References herein to the Holly Corporation include Holly Corporation and its consolidated subsidiaries. In accordance with the Securities and Exchange Commission’s (“SEC”) “Plain English” guidelines, this Quarterly report on Form 10-Q has been written in the first person. In this document, the words “we”, “our”, “ours” and “us” refer only to Holly Corporation and its consolidated subsidiaries or to Holly Corporation or an individual subsidiary and not to any other person.

     As of March 31, 2005, we:

  •   owned and operated three refineries consisting of a petroleum refinery in Artesia, New Mexico that is operated in conjunction with crude oil distillation and vacuum distillation and other facilities situated 65 miles away in Lovington, New Mexico (collectively known as the “Navajo Refinery”), and refineries in Woods Cross, Utah and Great Falls, Montana;
 
  •   owned approximately 1,000 miles of crude oil and intermediate product pipelines located principally in West Texas and New Mexico;
 
  •   owned 100% of NK Asphalt Partners which manufactures and markets asphalt products from various terminals in Arizona and New Mexico; and
 
  •   owned a 47.9% interest in Holly Energy Partners, L.P. (“HEP”), which owns logistic assets including approximately 1,300 miles of refined product pipelines located in Texas, New Mexico and Oklahoma (including 340 miles of leased pipeline); eleven refined product terminals; two refinery truck rack facilities, a refined products tank farm facility, and a 70% interest in Rio Grande Pipeline Company (“Rio Grande”).

We have prepared these consolidated financial statements without audit.

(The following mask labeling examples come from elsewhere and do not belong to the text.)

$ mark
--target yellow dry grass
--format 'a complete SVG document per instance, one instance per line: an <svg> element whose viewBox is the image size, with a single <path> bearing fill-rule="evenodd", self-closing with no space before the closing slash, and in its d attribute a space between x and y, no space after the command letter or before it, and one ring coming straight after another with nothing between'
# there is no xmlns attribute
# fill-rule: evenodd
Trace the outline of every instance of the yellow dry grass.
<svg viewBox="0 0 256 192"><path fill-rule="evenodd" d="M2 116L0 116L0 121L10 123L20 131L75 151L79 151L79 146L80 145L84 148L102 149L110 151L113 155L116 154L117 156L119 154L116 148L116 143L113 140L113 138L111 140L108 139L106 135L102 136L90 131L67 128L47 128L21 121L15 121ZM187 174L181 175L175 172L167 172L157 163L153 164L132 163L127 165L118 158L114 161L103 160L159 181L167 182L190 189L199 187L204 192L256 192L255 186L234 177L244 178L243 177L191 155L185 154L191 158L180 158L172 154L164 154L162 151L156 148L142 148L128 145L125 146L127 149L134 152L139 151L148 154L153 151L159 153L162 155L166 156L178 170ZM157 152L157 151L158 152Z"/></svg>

In management’s opinion, these consolidated financial statements include all normal recurring adjustments necessary for a fair presentation of our consolidated financial position as of March 31, 2005, the consolidated results of operations and comprehensive income for the three months ended March 31, 2005 and 2004 and consolidated cash flows for the three months ended March 31, 2005 and 2004 in accordance with the rules and regulations of the SEC. Although certain notes and other information required by accounting principles generally accepted in the United States have been condensed or omitted, we believe that the disclosures in these consolidated financial statements are adequate to make the information presented not misleading. These consolidated financial statements should be read in conjunction with our Annual Report on Form 10-K for the year ended December 31, 2004 filed with the SEC.

Our results of operations for the first three months of 2005 are not necessarily indicative of the results to be expected for the full year. Certain reclassifications have been made to prior reported amounts to conform to current classifications.

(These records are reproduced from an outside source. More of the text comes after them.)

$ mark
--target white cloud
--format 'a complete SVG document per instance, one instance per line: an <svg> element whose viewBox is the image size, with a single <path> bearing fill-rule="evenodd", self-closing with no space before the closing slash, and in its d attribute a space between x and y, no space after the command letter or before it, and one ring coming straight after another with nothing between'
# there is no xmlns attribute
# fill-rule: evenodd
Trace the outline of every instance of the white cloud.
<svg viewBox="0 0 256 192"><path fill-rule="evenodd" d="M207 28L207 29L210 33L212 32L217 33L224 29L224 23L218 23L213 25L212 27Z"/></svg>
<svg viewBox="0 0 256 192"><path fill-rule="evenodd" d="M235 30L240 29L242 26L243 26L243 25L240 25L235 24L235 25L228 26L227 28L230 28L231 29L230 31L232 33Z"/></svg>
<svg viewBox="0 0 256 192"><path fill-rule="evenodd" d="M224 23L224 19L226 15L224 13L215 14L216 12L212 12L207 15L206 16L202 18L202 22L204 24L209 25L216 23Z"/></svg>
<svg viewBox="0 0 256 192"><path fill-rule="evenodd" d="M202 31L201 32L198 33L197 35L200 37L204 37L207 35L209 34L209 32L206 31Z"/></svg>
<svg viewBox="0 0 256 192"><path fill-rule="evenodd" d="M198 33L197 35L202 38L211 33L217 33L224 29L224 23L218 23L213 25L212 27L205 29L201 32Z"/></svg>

On February 28, 2005, HEP closed on the acquisition of assets from Alon USA, Inc. and certain of its affiliates (collectively “Alon”), which reduced our ownership interest in HEP to 47.9%. See Note B for additional information regarding HEP’s asset acquisition from Alon.

In February 2005, we purchased the 51% interest in NK Asphalt Partners owned by a subsidiary of Koch Materials Company (“Koch”) increasing our ownership in NK Asphalt Partners from 49% to 100%. The partnership now does business under the name of “Holly Asphalt Company.” Additionally, on February 28, 2005, we sold our 49% interest in MRC Hi-Noon LLC to our joint venture partner. See Note F for additional information regarding both of these transactions.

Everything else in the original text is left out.